Checkpointing a project

You can save a personal version of a project for your use only. Checkpointing a project preserves it in a state that is not modifiable, but you can delete it later when you no longer need it. The name of the state is checkpoint. You must own the project to perform a checkpoint. To checkpoint a project, it must be in the working state. However, a project cannot be checkpointed if any of its members (files, directories, and sub projects) are in the working state. After the project is checked into the checkpoint state, the system creates another version of the project in the working state.

About this task

ccm ckpt|checkpoint -p|-project [-t|-to version] 
        [-c|-comment comment_string] [-ce|-commentedit] 

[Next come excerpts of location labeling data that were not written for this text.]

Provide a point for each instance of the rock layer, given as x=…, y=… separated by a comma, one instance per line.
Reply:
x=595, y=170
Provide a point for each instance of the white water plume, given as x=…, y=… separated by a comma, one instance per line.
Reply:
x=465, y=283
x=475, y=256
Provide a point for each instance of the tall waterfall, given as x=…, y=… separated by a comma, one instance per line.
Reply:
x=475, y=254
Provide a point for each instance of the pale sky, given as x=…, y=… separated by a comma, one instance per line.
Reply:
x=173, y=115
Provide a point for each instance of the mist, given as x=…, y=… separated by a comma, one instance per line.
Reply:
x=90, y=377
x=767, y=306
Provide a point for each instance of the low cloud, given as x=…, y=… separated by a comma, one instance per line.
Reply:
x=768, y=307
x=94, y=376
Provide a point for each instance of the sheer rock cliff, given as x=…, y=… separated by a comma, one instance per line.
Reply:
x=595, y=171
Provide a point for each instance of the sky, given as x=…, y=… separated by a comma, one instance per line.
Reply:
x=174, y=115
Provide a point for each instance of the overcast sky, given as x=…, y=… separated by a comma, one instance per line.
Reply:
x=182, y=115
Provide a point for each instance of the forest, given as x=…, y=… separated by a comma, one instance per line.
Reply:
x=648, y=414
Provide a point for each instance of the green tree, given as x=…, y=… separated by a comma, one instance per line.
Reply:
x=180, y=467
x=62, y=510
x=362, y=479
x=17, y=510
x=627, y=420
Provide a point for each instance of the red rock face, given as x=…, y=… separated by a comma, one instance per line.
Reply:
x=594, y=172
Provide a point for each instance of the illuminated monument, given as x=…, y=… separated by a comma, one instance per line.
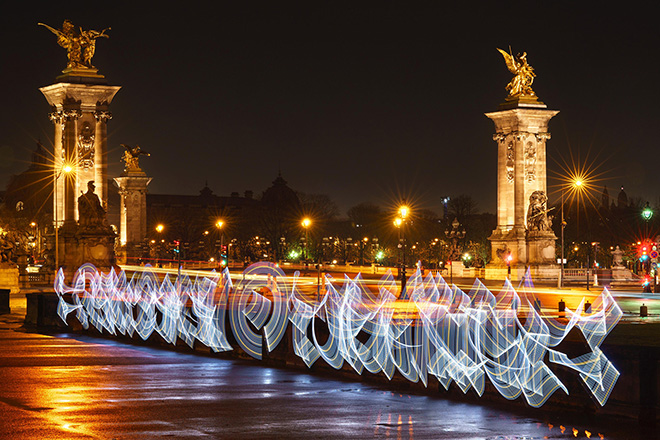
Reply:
x=79, y=103
x=133, y=192
x=523, y=236
x=79, y=110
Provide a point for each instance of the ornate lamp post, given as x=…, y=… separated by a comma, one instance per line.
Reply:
x=219, y=224
x=305, y=224
x=66, y=170
x=647, y=213
x=400, y=222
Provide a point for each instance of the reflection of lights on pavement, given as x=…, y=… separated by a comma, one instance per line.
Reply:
x=440, y=330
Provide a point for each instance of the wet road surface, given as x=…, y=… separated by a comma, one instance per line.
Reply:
x=71, y=386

        [-cf|-commentfile file_path] [-cr|-commentreplace] project_spec...
-c|-comment comment
Specifies to append a comment on each project. The comment can contain more than one line and accepts backslash encoded values.

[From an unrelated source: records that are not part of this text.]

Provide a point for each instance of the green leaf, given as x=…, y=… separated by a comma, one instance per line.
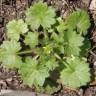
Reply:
x=31, y=39
x=8, y=52
x=73, y=42
x=40, y=14
x=78, y=20
x=76, y=73
x=32, y=73
x=15, y=28
x=61, y=27
x=51, y=64
x=85, y=48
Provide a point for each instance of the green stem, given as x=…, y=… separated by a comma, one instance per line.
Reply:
x=25, y=52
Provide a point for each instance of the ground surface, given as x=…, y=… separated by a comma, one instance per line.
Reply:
x=9, y=9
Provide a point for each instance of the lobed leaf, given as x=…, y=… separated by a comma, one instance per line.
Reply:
x=15, y=28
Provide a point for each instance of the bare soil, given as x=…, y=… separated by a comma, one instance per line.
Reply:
x=14, y=9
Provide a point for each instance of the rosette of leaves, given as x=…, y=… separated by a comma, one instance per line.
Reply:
x=15, y=28
x=76, y=73
x=40, y=14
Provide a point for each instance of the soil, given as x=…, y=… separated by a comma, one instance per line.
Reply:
x=10, y=9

You can use this option with -commentedit and -commentfile. If you use the -commentedit option, the comment displays in the default text editor.
-ce|-commentedit
Specifies to start the default text editor to compose and edit the comment. The result saved from the text editor is used as the final comment. You can use this option with the -comment and -commentfile options.
-cf|-commentfile file_path
Specifies to use the contents of the specified file for the comment. If you specified -comment, it is appended to that comment. You can use this option with the -commentedit option.
-cr|-commentreplace
Normally, the comment specified is appended to any existing comment. However, if you use the -cr option, the new comment replaces any existing comment.
-p|-project project_spec
Checkpoints a project. See Project specification for details.
-t|-to version
Sets the version of the newly checked-out project.